Every word that now fell from the agitated Empress was balm to the affrighted nerves of her daughter. Her father's secret was then safe; and, still retaining her humble position, she said in faultering accents; "Spare, de Montemar, my gracious mother! As I hope to see heaven, he is guiltless of all my offences against you. But ask me no more—I dare not answer it."

"He has bound you by a vow! or, you, wretched dupe, have disgraced your sex——"

The mother's lips could not finish the charge she was about to put upon her innocent child. She paused, and threw herself into a chair; for her own heart recollected its youthful and chaste admiration of the father of this very de Montemar, and she burst into tears. The picture fell to the floor. Theresa looked where it lay, but forbore to touch it. Her heart was softened at her mother's silent tears; and her own trickling down her cheeks, she ventured to take the Empress's hand, and put it to her lips. Elizabeth pressed the filial hand that trembled in her's; and then Theresa faintly articulated,—

"Oh, my mother! release me from this horrid betrothment, and you shall know every thought and deed of this agonized heart!"

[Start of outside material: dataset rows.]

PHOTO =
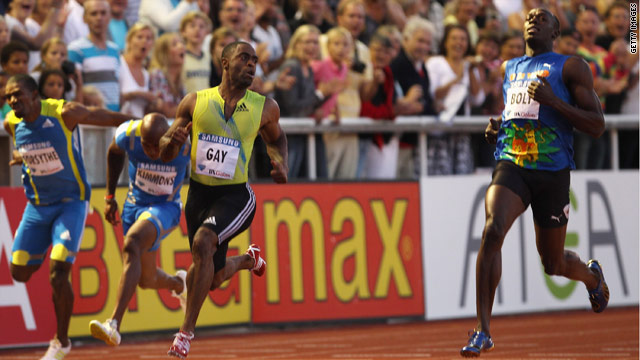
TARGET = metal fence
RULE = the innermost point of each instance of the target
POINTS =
(96, 140)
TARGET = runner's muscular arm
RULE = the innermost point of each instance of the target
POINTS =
(493, 127)
(115, 163)
(276, 141)
(586, 115)
(74, 113)
(176, 136)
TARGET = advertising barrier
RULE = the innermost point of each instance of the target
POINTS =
(334, 251)
(603, 224)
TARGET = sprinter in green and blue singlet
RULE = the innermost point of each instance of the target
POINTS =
(46, 137)
(546, 96)
(223, 123)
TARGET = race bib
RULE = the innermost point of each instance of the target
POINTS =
(519, 105)
(41, 159)
(217, 156)
(155, 180)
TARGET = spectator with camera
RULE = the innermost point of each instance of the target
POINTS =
(54, 56)
(409, 70)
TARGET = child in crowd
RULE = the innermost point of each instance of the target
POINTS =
(4, 33)
(196, 69)
(4, 106)
(54, 56)
(14, 58)
(52, 84)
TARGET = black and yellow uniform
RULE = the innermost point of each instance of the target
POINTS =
(219, 196)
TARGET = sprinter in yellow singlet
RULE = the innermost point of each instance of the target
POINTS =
(223, 123)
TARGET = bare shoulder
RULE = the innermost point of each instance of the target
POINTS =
(187, 105)
(270, 112)
(190, 98)
(576, 69)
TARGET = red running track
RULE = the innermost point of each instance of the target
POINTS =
(557, 335)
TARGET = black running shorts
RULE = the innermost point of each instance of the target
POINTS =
(227, 210)
(546, 191)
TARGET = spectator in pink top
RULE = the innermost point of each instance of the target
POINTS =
(333, 67)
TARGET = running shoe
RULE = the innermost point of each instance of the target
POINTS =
(259, 265)
(56, 351)
(478, 342)
(183, 295)
(599, 296)
(181, 345)
(106, 331)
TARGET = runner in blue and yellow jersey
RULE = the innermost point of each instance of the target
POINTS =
(45, 134)
(546, 96)
(150, 212)
(223, 123)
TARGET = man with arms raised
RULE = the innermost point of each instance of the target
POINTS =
(45, 134)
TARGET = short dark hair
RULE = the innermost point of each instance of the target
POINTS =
(571, 33)
(616, 4)
(556, 22)
(25, 80)
(231, 48)
(511, 34)
(489, 36)
(10, 48)
(48, 72)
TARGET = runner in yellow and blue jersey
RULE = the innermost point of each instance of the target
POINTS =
(223, 123)
(45, 134)
(546, 96)
(151, 211)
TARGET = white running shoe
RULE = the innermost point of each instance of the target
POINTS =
(106, 331)
(259, 265)
(183, 295)
(56, 351)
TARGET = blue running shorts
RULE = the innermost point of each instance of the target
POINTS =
(164, 216)
(60, 225)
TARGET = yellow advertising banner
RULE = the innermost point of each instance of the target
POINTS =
(96, 276)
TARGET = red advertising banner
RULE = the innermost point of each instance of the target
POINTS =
(338, 251)
(25, 309)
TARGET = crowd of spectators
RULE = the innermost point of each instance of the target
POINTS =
(326, 60)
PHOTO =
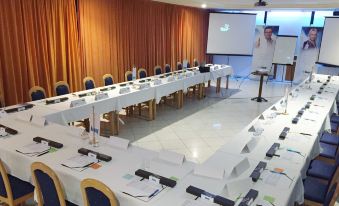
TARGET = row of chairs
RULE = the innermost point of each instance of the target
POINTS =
(321, 184)
(62, 87)
(14, 191)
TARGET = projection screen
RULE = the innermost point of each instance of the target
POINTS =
(329, 51)
(231, 33)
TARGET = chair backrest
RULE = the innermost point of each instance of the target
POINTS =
(61, 88)
(142, 73)
(88, 83)
(48, 188)
(108, 79)
(37, 93)
(167, 68)
(157, 70)
(195, 63)
(332, 195)
(96, 193)
(6, 194)
(128, 76)
(179, 66)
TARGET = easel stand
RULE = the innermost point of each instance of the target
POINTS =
(259, 98)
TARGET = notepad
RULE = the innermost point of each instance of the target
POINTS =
(79, 162)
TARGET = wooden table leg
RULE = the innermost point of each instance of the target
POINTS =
(181, 94)
(227, 79)
(177, 99)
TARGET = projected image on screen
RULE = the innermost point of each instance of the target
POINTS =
(330, 42)
(231, 34)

The Empress dried the tears from her eyes, and turning gently on her child,—"I pity you, Theresa," said she, "but I can do no more. You are born a princess; and your inevitable fate is to marry, not where your inclinations may prompt, but where the interests of your country dictate. Your birth-right gives you a sceptre, ordains you to be the dispenser of good or evil, to millions of dependent subjects; and you have nothing to do with love, with private, selfish joys. We, that are born to such destinies, must forswear the one, or resign the other."

"Then let the Electress of Bavaria take the reversion of the German empire!" exclaimed the Princess, ardently, "let me resign all state and power, and only make me the happy wife of ——"

She checked herself, and buried her head in her mothers lap.

"Of him you must never see again!" returned the Empress, rising from her seat, and kissing the burning forehead of her daughter as she replaced her in her chair.

"I pardon your youth and innocence; and yet, was it innocence to forget the claims of Otteline upon his heart? Oh, my child, how deep must have been his wiles! That unblushing face of falsehood; that affected champion of honour! Never, never, will I forgive him. Theresa, you have seen de Montemar for the last time, till you are the wife of his prince."

As she spoke, she moved back, and found something under her foot. She stepped aside. It was the portrait which she had crushed, crystal and ivory, into one shattered mass. The half-smothered cry of Theresa at the sight of the destruction, and the tears which gushed from her eyes, as, she involuntarily sprung forward to save the obliterated relics, confounded and penetrated her mother. While she hung, weeping, over them, the Empress drew a troubled sigh, and quitted the apartment.